A new exhibit, Stories to Tell has recently opened at the Harry Ransom Center, a research library / museum located on the University of Texas campus. This exhibit consists of over 250 items which demonstrates the wide range of the Ransom’s Center collection. Stories to Tell remains open through mid-July. Admission is free.
This hat, along with the famous Curtain Dress, was previously on display in the Ransom Center’s wonderful 2014 exhibit, The Making of Gone with the Wind.
I’m pretty sure that Robert De Niro’s costume for Taxi Driver was also displayed in a previous Ransom Center exhibit.
According to their website, the Ransom Center houses the largest collection of James Joyce’s classic work, Ulysses. On display was a rare signed first-edition.
In case you were wondering what the author looked like, the Ransom Center also owns James Joyce’s death mask.
Several items from the David Foster Wallace archive were on display. Gaining insight into a famous author’s writing process is always interesting.
The Ransom Center also contains the Watergate Papers of Bob Woodward and Carl Bernstein. Although the scribbles in Bob Woodward’s notebook are almost impossible to decipher, but it’s still interesting to see this historical artifact.

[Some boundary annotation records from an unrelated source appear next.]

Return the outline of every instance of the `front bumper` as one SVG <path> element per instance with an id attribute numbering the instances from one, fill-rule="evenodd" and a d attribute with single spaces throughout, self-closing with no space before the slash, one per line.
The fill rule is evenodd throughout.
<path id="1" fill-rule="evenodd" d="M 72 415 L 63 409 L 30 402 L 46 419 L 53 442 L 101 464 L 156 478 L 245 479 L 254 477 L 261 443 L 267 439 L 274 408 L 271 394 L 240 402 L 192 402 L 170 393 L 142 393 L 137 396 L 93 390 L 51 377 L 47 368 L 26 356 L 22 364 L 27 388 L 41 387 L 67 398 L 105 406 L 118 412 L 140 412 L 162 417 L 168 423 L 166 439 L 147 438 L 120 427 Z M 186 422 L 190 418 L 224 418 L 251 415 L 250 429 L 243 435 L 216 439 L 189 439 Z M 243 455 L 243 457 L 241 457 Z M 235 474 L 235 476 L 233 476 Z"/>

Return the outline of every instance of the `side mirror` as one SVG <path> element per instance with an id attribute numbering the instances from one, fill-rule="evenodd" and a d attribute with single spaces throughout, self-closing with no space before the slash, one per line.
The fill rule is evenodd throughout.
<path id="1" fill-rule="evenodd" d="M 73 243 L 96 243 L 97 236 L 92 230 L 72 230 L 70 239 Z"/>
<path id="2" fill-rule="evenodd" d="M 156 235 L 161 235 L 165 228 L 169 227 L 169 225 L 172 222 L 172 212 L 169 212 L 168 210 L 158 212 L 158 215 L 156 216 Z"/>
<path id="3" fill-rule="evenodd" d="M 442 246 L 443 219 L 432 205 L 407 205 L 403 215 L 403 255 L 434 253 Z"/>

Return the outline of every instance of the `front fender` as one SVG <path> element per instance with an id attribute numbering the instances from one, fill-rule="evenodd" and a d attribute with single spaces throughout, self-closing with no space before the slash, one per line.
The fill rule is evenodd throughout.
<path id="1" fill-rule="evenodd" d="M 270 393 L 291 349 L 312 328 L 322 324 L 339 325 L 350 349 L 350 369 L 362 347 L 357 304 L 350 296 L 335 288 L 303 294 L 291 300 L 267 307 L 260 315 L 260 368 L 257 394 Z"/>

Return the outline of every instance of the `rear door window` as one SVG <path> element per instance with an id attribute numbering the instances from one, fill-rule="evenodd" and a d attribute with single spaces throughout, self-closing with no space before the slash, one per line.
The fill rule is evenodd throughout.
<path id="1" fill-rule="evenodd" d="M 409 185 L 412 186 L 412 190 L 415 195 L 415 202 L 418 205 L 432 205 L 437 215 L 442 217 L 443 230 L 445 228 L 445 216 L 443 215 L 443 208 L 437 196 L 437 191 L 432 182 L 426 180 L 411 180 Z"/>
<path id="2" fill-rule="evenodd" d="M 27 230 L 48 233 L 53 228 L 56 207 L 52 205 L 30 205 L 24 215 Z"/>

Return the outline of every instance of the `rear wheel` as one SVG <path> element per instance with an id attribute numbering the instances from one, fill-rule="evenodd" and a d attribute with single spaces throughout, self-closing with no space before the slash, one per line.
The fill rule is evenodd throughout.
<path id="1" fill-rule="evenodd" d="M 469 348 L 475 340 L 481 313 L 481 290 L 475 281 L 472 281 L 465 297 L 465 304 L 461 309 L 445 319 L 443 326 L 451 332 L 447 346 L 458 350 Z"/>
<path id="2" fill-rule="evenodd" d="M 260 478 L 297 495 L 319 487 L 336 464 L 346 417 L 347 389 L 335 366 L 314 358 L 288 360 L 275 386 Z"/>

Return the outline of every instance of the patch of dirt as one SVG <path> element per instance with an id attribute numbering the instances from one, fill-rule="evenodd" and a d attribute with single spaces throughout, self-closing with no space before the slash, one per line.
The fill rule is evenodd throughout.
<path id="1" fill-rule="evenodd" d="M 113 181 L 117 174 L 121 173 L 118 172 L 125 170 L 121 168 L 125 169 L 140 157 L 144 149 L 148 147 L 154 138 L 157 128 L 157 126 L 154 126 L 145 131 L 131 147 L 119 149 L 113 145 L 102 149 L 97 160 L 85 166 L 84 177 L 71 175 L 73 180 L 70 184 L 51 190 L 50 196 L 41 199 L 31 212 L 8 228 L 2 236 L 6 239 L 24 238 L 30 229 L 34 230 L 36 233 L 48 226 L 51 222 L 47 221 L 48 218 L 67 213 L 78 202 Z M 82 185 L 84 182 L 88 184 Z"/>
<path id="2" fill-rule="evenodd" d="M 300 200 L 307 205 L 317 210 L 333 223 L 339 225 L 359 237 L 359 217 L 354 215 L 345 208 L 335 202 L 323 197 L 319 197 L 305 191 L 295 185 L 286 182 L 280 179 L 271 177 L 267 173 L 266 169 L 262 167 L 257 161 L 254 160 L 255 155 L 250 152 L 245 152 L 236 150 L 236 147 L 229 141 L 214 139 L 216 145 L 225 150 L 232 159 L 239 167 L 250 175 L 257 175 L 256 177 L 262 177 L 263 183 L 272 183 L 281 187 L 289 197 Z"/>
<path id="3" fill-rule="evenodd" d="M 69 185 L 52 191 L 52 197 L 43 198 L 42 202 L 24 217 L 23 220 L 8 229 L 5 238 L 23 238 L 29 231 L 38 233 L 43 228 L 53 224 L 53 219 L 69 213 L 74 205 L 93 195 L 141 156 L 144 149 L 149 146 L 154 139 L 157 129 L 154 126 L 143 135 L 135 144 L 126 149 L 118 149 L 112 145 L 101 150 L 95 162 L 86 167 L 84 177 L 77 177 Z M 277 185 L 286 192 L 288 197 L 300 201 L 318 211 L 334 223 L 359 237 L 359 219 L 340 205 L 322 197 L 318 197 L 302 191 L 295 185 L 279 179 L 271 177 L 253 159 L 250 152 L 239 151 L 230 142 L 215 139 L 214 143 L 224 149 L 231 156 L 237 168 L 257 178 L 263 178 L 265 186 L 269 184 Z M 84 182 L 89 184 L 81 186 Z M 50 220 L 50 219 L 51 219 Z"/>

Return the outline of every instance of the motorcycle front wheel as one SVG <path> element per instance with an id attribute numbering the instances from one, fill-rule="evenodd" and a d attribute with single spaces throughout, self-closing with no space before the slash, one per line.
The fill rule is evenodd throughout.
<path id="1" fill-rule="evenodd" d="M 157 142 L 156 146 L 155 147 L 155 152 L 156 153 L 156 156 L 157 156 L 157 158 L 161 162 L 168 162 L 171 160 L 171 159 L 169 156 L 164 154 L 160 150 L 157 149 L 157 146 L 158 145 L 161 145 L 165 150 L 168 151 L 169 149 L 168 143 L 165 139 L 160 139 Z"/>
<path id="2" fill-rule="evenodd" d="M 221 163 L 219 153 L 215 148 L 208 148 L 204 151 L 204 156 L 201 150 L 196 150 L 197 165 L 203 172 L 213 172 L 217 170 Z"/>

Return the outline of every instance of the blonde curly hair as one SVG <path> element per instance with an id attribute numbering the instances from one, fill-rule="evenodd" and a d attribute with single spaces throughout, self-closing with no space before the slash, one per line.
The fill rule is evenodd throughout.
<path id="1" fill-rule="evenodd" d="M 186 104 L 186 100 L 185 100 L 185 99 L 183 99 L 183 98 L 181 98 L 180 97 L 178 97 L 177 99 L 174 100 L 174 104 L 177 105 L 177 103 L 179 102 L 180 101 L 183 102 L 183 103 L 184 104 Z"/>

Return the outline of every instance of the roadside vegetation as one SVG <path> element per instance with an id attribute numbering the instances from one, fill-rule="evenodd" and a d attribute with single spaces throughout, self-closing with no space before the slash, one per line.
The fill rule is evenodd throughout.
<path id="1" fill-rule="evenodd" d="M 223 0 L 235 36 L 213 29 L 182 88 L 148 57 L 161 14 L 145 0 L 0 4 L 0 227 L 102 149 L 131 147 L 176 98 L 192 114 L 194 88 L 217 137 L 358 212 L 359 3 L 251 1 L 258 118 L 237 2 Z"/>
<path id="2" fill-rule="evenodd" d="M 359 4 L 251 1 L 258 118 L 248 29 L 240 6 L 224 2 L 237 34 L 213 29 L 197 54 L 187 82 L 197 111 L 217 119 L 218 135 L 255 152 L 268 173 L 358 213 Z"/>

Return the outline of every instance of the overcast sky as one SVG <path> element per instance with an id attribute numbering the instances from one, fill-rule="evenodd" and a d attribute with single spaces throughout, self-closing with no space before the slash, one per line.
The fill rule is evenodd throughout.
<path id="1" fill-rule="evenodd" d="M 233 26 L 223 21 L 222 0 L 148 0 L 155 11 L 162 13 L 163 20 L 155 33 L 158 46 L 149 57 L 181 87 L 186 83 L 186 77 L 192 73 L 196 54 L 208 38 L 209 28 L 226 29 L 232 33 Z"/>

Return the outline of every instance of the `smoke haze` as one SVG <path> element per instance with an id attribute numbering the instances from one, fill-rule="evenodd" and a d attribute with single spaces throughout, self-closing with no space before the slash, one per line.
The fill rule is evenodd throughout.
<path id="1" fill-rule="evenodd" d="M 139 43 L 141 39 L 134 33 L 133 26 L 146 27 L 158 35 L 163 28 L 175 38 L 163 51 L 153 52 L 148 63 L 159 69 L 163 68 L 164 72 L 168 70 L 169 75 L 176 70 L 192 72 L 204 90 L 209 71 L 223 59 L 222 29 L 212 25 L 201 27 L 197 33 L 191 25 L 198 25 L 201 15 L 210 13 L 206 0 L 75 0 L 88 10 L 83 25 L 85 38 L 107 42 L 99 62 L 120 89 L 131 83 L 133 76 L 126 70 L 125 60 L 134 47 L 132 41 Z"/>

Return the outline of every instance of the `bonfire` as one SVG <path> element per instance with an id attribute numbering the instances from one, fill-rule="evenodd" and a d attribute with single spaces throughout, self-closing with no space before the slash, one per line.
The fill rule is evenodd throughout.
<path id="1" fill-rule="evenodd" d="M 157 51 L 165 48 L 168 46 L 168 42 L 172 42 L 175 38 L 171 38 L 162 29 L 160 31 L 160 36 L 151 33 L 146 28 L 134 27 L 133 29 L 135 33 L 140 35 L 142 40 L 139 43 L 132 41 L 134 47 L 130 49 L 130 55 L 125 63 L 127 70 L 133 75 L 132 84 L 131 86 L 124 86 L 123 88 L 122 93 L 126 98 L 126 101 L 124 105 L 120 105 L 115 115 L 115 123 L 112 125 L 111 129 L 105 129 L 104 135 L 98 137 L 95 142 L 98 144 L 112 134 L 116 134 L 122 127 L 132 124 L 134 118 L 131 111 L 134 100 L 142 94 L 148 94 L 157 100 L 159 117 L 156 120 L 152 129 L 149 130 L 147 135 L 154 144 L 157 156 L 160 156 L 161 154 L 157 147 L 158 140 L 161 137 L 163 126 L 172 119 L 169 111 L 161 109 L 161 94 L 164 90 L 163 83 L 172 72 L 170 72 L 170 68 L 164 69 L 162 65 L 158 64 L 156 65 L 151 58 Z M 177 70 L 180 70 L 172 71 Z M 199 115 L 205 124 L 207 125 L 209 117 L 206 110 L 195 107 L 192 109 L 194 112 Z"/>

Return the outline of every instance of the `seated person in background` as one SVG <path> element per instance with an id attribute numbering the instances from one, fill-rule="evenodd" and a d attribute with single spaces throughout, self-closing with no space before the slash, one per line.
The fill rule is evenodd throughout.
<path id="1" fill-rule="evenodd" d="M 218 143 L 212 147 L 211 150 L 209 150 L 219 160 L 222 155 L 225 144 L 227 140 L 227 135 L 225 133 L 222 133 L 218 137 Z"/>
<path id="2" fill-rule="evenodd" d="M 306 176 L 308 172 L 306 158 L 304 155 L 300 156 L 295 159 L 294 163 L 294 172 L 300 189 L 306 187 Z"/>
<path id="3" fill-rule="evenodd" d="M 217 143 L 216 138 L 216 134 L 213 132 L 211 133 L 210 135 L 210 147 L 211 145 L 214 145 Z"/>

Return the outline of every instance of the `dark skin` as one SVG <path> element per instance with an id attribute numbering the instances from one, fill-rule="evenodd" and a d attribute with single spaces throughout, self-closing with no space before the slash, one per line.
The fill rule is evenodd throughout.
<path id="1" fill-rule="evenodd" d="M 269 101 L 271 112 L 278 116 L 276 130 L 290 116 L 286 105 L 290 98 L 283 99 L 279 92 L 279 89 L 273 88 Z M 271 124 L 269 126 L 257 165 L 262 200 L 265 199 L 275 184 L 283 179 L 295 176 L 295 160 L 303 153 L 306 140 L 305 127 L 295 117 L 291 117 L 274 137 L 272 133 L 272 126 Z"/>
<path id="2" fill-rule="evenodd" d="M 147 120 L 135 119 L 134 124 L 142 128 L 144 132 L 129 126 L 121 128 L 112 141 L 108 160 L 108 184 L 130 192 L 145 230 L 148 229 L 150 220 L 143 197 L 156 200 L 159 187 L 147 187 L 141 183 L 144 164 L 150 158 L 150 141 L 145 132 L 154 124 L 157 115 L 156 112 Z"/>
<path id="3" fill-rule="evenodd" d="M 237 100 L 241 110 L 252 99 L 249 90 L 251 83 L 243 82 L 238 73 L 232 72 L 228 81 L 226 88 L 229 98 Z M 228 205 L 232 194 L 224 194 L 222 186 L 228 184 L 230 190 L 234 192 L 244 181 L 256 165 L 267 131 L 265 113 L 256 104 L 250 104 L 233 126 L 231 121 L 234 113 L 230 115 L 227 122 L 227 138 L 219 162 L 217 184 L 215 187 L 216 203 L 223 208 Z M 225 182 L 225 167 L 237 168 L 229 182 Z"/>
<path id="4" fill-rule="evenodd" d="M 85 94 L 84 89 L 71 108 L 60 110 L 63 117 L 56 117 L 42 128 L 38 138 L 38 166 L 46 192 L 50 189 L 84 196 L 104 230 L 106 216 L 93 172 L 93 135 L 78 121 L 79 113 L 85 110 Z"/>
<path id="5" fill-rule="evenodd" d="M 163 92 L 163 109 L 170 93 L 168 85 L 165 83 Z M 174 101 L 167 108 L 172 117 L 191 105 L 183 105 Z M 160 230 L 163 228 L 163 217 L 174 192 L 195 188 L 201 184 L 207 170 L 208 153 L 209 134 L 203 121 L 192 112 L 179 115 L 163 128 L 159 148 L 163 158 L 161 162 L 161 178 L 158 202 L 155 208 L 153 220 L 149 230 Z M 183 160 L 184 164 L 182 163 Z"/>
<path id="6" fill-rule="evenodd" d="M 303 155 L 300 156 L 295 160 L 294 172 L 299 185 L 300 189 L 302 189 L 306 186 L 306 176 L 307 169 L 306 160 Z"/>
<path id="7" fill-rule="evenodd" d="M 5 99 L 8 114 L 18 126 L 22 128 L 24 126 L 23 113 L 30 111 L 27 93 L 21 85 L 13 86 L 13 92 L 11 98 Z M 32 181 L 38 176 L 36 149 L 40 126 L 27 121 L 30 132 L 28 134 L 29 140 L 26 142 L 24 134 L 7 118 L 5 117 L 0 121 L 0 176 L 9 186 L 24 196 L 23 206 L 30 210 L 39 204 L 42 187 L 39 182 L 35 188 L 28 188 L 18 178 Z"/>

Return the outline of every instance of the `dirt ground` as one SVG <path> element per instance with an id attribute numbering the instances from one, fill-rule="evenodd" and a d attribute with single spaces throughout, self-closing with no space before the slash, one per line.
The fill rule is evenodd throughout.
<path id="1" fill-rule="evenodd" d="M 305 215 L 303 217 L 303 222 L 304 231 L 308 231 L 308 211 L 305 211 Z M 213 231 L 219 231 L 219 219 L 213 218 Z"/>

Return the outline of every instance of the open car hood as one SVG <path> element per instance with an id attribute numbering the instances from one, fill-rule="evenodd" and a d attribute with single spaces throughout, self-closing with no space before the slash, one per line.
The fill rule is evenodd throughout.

The Ransom Center also owns George Frideric Handel’s manuscript for the Coronation Anthems. The museum label noted that this manuscript was probably created in 1730 by Handel’s copyist and used by Handel himself for a performance. This score is part of the Theodore M. Finney Music Manuscripts Collection.
My favorite display was on Albert Einstein—his 1953 hand-written pages for his “first approximation of gravitational waves.” According to the museum label, this theory was only proven to be correct in September 2015.